Errada, pois defende a substituição do processo de escolarização e a lógica da homogeneização, afastando-se da inclusão.
- C)Ocupar exclusivamente do processo de escolarização pela via da homogeneização dos alunos “excepcionais” em espaços escolares ditos “especiais”, que orbitavam à margem do sistema de ensino público e gratuito, integrando os tempos e espaços das escolas regulares, mas ficando a participação circunscrita às “classes especiais”.
Errada, porque descreve um modelo segregador, centrado em espaços especiais e em alunos 'excepcionais', típico da integração antiga.
- D)Ampliar a participação de todos os estudantes nos estabelecimentos de ensino regular, especialmente daqueles grupos sociais historicamente excluídos da escola, como as pessoas com deficiência, através de uma abordagem humanística e democrática, que perceba o sujeito e suas singularidades tendo como objetivos o crescimento, a satisfação pessoal e a inserção social de todos.

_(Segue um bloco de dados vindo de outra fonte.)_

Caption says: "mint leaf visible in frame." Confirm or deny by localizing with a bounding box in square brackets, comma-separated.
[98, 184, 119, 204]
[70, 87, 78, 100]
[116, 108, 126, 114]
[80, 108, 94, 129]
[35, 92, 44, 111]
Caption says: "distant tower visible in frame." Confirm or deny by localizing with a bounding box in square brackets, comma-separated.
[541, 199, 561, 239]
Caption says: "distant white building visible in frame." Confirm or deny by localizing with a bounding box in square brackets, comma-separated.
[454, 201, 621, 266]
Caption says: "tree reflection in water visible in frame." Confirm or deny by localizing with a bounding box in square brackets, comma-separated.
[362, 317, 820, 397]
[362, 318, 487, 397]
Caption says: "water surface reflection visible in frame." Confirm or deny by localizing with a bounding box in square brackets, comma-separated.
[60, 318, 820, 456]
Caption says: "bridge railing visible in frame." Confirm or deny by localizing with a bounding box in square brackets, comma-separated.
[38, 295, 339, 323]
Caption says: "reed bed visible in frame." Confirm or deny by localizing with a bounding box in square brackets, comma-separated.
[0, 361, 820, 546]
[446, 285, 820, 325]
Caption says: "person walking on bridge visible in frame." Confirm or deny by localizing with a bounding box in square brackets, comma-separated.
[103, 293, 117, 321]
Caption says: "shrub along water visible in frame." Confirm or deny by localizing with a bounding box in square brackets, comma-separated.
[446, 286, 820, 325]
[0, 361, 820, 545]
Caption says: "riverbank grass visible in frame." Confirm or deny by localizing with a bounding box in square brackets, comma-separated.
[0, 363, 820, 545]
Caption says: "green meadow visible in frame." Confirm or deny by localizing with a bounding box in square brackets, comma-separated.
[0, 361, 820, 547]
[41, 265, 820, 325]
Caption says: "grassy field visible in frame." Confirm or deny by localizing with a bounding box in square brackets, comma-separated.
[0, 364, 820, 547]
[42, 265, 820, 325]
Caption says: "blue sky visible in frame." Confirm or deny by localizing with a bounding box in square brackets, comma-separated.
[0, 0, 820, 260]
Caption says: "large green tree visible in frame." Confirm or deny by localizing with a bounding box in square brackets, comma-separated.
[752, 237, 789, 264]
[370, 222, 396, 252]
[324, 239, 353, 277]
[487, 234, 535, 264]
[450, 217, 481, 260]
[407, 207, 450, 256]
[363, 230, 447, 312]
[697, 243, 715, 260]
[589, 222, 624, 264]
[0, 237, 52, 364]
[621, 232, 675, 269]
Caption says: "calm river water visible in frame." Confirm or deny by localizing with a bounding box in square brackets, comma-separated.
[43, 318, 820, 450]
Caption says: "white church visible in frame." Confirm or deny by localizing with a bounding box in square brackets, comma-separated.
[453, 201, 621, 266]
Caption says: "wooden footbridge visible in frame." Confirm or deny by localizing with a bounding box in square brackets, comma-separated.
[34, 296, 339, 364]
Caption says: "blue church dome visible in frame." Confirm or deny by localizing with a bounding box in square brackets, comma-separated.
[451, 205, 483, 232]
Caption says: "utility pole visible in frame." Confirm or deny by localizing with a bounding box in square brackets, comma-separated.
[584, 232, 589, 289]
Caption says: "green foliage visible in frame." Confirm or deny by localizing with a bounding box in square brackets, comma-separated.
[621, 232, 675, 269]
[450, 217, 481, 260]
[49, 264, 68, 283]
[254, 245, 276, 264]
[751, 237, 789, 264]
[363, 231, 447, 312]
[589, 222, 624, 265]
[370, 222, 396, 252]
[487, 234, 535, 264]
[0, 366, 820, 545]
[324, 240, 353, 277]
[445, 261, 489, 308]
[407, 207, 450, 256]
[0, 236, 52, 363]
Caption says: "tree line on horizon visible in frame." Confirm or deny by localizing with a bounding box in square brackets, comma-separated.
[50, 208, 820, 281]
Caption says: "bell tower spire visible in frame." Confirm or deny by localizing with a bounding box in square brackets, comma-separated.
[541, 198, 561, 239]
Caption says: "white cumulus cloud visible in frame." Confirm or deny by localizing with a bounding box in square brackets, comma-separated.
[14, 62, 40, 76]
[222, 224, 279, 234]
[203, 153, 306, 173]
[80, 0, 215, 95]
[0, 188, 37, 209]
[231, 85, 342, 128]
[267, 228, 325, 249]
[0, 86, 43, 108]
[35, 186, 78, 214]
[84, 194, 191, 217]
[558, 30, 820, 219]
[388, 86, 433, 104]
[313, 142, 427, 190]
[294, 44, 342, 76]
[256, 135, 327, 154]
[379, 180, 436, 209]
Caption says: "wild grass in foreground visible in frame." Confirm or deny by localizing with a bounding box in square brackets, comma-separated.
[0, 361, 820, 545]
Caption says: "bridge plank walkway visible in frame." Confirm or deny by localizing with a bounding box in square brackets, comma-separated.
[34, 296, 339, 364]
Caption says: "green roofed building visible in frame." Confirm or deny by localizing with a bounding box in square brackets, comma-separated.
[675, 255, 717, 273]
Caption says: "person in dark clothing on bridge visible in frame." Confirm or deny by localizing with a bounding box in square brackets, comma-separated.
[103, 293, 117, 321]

Certa, porque expressa a educação inclusiva como ampliação da participação na escola regular, com respeito às singularidades e foco na inserção social.
Gabarito: D
A educação inclusiva, no Brasil, não trata a escola como um lugar separado para alguns alunos, mas como um espaço comum que deve se adaptar às diferenças reais das pessoas. A ideia central é simples: o problema não está no estudante, e sim nas barreiras que a escola cria ou mantém. Por isso, inclusão envolve acesso, participação, aprendizagem e pertencimento de todos, especialmente daqueles que historicamente ficaram do lado de fora. Esse entendimento aparece com força na Constituição Federal, na LDB e na Política Nacional de Educação Especial na Perspectiva da Educação Inclusiva, que defendem o atendimento educacional especializado sem substituir a matrícula na classe comum. Ou seja: a educação especial deixa de ser um caminho paralelo e passa a apoiar a escolarização regular, com recursos, acessibilidade e estratégias adequadas. É exatamente isso que a alternativa D descreve: ampliar a participação de todos os estudantes na escola regular, com abordagem humanística e democrática, respeitando singularidades e promovendo crescimento, satisfação pessoal e inserção social. Em linguagem de concurso: inclusão não é encaixar o aluno na escola do jeito que ela já funciona, e sim fazer a escola funcionar para todos. As alternativas A, B e C caem na velha lógica da segregação ou da substituição da escolarização comum por espaços separados. Isso é pensamento de integração ou de exclusão disfarçada, não de inclusão. A banca gosta muito dessa diferença: integração aceita o aluno, mas sem mexer tanto na estrutura; inclusão exige transformação da escola.